Microscopic Findings
Sections show an exoendophytic tumor ( Fig. 13.5 ). The overlying epidermis exhibits verrucous hyperplasia with a bulbous or lobular profile below this. Central cytoplasmic pallor is flanked by peripheral palisading, which is flanked in turn by a thickened eosinophilic basement membrane.
Diagnosis
Trichilemmoma
Clinical Presentation
Trichilemmomas develop across a broad age range but typically present in adulthood. Most trichilemmomas are facial, but presentation at genital and truncal sites can occur. There is an association between multiple trichilemmomas and Cowden syndrome.
Histopathology
Trichilemmomas characteristically exhibit exoendophytic architecture. There may be associated surface verrucous acanthosis, which has triggered longstanding debate regarding the possibility of human papillomavirus (HPV) as a potential trigger. The tumor cells of trichilemmoma have abundant clear or pale cytoplasm. Peripheral palisading and an associated thickened basement membrane are common findings and represent neoplastic emulation of the follicular outer sheath. Desmoplastic trichilemmoma shows central areas with prominent desmoplastic stroma encompassing pale or pink tumor cells with a pseudoinfiltrative arrangement ( Fig. 13.6 ). Typically, desmoplastic trichilemmomas are accompanied by peripheral foci of conventional trichilemmoma.

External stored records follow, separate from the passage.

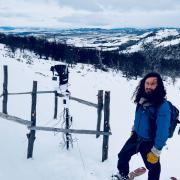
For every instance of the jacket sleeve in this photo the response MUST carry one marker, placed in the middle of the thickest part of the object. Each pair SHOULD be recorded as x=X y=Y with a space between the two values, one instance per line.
x=163 y=124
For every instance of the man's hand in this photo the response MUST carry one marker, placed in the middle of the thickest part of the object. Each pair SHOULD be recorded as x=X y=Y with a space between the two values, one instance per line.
x=152 y=158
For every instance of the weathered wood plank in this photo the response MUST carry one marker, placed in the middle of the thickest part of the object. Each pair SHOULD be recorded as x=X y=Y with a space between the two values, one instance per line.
x=15 y=119
x=31 y=136
x=106 y=125
x=99 y=110
x=75 y=131
x=84 y=102
x=5 y=90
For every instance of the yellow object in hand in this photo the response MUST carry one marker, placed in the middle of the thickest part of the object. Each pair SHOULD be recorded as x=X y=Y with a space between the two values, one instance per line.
x=152 y=158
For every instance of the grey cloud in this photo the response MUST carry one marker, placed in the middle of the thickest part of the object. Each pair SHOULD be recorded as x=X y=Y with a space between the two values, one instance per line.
x=80 y=4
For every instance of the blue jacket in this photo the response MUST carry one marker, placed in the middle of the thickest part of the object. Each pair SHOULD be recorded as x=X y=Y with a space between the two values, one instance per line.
x=143 y=123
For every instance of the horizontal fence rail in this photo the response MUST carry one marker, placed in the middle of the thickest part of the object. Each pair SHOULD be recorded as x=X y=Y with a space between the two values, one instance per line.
x=76 y=131
x=15 y=119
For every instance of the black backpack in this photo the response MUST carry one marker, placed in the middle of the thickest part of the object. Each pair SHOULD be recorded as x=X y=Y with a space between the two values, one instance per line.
x=173 y=122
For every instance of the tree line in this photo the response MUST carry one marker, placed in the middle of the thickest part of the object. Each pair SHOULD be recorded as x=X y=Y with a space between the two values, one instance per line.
x=132 y=65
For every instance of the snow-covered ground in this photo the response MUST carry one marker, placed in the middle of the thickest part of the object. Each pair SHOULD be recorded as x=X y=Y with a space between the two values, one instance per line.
x=51 y=161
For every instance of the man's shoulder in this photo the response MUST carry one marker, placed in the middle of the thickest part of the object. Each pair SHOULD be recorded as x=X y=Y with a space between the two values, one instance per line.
x=164 y=106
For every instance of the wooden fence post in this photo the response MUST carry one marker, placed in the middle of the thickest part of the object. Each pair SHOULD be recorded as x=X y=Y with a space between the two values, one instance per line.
x=31 y=135
x=67 y=127
x=99 y=110
x=5 y=91
x=106 y=125
x=56 y=105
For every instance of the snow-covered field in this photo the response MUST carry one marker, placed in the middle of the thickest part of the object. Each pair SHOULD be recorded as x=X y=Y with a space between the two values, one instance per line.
x=51 y=160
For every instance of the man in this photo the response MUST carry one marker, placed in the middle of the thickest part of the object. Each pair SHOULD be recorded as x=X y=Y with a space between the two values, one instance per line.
x=150 y=130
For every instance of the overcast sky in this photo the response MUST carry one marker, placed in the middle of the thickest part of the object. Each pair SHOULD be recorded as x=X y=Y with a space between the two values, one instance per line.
x=90 y=13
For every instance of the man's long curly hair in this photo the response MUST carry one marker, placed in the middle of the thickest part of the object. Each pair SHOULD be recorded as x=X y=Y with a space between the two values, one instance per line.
x=158 y=94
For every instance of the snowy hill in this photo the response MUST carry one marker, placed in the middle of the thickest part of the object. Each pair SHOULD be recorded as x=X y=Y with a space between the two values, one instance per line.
x=82 y=162
x=126 y=40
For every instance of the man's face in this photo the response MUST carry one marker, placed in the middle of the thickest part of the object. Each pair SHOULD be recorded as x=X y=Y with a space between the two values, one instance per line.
x=150 y=85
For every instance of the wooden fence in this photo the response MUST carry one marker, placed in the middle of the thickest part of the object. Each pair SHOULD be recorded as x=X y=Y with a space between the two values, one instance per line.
x=32 y=124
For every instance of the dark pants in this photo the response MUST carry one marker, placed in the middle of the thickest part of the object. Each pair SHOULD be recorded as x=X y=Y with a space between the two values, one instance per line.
x=133 y=146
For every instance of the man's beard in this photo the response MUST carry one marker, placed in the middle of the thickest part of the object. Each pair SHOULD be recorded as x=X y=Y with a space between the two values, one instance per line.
x=151 y=96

The epithelial cells of trichilemmomas show variable but strong membranous labeling with CD34 but lack Ber-EP4 expression.
Differential Diagnosis
The differential diagnosis includes tumor of follicular infundibulum (TFI) and BCC ( Table 13.3 ).
| Trichilemmoma | Tumor of the Follicular Infundibulum | Superficial Basal Cell Carcinoma | |
|---|---|---|---|
| Age | Broad age range | Broad age range | Broad age range but common among older adults |
| Location | Face, commonly | Face or neck, commonly | Sun distribution |
| Histopathology | Verrucous exoendophytic silhouette | Plate like, perijunctional fenestrated distribution | Basaloid tumor collections with associated stroma |
| Immunohistochemical studies | CD34+ | Not used | Ber-EP4+ |
| Associations | Cowden syndrome | None | Nevoid basal cell carcinoma syndrome |
Tumor of Follicular Infundibulum
Clinical Presentation
TFI often presents as a thin facial tumor. Truncal or neck involvement can also occur. A deceptive clinical presentation consists of multiple areas of macular hypopigmentation.
Histopathology
TFI consists of a platelike array of pale adnexal keratinocytes integrated with the native epidermis and arranged in vaguely fenestrated fashion with multiple points of attachment to the epidermis and follicular infundibula ( Fig. 13.7 ). The keratinocytes composing TFI exhibit a distinctive pale pink cytoplasm that appears different from the keratinocytes of the overlying epidermis. TFI typically lacks prominent cytoplasmic clearing, by contrast to trichilemmoma, and lacks retraction artifact or peripheral palisading, by contrast to superficial BCC. It is not uncommon to see TFI coexistent with trichilemmoma.
Case 4 History
The patient is a 54-year-old male with a papule on the upper lip.
Microscopic Findings
Sections show a circumscribed cystic or patulous endophytic proliferation of pale keratinocytes arranged as peripheral lobules ( Fig. 13.8 ). A central comedonal space contains orthokeratin.